All photos were taken with the flash fired and fyi, the 3rd last picture was taken in a totally dark corridor! Pitch black! I was surprised to see that the pic even appeared, thought it would be ruined. 

Oh, btw the prison was purported to be severely haunted, we were even warned by the construction workers to come back in the morning if we really want to explore the place…hehehe. Luckily we didn’t meet ANYTHING although I swear when we were in that dark corridor, I felt an unnatural chill and just KNOW that we had to get out of there, no matter what. That was one the scariest moments I’ve had in my entire life.

With that said, yes the Portra had proven itself to be a crazy film with so much tolerance to light that it can shoot and produce beautiful results in ANY SITUATION!

Thank you, Kodak!



p/s: That’s me, Didy & Yovie…hehe. We can’t resist, although we felt like screaming while taking the shot, imagining if we’re gonna be trapped there and the gates will get bolted shut!

Fujichrome Provia 100F

La Sardina El Capitan, 22mm Wide Angle Plastic Lens f/8, Fritz the Blitz Flash

Finally, a La Sardina review! 

OK, let me start by telling you that the La Sardina is a really neat little plastic camera that combines the best of several worlds. It’s 22mm focal length plastic lens boasts a wide angle view which is pretty much similar to the cult Vivitar Ultra Wide Slim plastic cameras and it’s Superheadz clones but with a larger aperture of f/8 instead of f11. Among other upgrades are a slower shutter speed of 1/100 with the addition of the Bulb mode and a threaded shutter release button (making long exposures a breeze).

The La Sardina is also somewhat similar to the LSI Sprocket Rocket with the unlocked rewind button and a multiple exposure switch (MX) so you can do multiple exposures or even go back as many frames you want for some crazy pseudo-film swap goodness. This also means endless panorama shots or even the psychedelic microclicks technique shouldn’t be too hard to achieve on this sardine can wannabe.
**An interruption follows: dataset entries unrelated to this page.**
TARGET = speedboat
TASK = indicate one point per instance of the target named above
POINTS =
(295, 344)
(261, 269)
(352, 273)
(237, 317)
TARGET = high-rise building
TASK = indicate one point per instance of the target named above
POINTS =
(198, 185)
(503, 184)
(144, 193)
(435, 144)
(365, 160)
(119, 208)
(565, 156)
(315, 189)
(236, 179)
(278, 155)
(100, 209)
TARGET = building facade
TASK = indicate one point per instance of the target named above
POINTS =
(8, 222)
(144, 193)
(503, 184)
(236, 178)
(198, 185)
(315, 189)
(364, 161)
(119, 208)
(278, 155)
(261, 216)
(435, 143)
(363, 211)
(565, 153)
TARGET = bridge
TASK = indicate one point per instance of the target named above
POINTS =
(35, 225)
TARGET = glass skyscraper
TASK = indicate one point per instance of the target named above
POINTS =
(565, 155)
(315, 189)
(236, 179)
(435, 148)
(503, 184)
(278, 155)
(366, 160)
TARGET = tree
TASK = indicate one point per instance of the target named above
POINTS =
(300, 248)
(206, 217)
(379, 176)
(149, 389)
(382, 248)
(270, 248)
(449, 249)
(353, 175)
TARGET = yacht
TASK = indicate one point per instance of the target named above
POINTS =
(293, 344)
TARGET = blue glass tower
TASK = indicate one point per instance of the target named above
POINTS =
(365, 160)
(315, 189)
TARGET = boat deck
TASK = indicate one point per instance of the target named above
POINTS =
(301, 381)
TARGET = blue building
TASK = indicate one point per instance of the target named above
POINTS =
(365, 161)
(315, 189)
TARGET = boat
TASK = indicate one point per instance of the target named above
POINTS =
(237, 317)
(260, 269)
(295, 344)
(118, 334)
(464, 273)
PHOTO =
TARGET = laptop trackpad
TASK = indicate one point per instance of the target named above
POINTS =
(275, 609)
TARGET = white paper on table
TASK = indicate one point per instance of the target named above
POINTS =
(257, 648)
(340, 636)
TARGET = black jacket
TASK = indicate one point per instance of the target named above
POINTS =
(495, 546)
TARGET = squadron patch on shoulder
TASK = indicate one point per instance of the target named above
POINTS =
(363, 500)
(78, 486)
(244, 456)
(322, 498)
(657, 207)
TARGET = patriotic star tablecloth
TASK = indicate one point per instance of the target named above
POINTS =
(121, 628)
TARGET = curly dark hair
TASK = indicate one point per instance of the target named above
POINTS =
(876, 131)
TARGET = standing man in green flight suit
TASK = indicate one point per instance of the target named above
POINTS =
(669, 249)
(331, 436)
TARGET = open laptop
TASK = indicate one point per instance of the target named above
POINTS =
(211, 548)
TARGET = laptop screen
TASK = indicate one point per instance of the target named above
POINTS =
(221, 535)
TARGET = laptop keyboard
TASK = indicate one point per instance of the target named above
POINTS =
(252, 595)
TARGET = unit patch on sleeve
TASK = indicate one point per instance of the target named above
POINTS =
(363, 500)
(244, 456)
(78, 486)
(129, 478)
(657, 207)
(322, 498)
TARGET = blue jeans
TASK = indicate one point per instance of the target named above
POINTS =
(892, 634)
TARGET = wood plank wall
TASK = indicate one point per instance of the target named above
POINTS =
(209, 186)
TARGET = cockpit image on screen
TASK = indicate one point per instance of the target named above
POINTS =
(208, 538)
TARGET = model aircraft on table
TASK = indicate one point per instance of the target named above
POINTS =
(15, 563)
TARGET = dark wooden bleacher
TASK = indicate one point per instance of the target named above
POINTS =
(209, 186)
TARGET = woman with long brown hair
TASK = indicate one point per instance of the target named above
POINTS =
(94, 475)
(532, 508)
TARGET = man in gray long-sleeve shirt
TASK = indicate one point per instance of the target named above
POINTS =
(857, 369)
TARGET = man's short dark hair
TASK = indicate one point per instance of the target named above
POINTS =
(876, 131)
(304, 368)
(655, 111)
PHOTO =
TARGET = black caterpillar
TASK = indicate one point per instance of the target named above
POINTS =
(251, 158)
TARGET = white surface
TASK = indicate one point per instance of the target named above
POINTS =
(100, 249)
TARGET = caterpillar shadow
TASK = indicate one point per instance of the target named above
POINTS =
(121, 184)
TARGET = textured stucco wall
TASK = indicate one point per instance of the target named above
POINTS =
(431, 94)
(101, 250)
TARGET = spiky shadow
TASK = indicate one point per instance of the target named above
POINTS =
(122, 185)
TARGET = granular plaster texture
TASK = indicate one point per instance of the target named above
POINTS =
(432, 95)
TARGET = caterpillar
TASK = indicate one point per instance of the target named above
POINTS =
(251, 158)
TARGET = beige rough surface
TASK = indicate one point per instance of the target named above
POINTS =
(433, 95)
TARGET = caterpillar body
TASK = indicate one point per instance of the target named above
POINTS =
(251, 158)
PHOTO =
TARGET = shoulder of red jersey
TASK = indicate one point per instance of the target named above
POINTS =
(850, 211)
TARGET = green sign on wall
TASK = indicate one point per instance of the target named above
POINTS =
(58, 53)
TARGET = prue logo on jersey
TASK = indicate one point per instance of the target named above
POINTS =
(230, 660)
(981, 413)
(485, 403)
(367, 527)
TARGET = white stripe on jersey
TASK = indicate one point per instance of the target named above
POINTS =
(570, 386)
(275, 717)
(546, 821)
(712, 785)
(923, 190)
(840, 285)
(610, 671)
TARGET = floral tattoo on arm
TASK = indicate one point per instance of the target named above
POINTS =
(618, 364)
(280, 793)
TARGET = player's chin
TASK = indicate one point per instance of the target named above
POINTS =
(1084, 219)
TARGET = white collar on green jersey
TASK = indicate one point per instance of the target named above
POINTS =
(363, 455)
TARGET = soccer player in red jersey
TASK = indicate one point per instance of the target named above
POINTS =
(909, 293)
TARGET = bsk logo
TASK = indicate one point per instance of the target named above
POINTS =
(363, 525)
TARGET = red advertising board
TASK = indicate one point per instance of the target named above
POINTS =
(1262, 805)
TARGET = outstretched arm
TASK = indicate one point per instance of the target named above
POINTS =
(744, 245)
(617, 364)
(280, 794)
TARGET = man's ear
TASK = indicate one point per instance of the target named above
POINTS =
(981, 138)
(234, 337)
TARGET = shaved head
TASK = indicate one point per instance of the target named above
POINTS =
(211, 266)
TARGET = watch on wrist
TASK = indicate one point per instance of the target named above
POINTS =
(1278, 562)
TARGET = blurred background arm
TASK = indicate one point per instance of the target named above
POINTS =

The Fritz the Blitz flash comes with 4 different colored clip on “gels” and has a micro contact to the side of the camera, giving a really cool vintage vibe and a definite eyecatcher. My ONLY GRIPE (and from what I heard, a common complain among those who have bought the El Capitan & Fischer Fritz La Sardina cams) is that the flash WILL NOT WORK unless you screw it really and I mean REALLY tightly till your fingers hurt against the camera body. The flash should also be inclined slightly forwards. In my opinion, your micro contact idea sucks LSI. You should either make a shorter screw so the contacts snugs tightly or improve on the designs. I prefer the traditional hot shoe flash anytime. Bah!

As for the photo quality, well, I think the UWS takes sharper photos, the La Sardina produced a somewhat dreamier quality akin to the Diana. But I kinda like the soft focus so that’s a plus.

I also like the fact that I could carry this fish anywhere and at anytime, especially for night shots which is previously unheard of with the UWS. Well, provided that the FLASH WORKS! I’m not a happy camper with regards to the flash here.

In summary, I’m pretty much satisfied with my La Sardina and the design is pretty cute. As for the photowalk I had to the Pudu Prison ruins (circa 1891), let’s just say it was really scary and I will save that for later post(s), complete with the interior shots of this oldest Malaysian prison.

Enjoy your lazy Sunday.


p/s: That’s me and my El Capitan (Thank God the flash fired!!)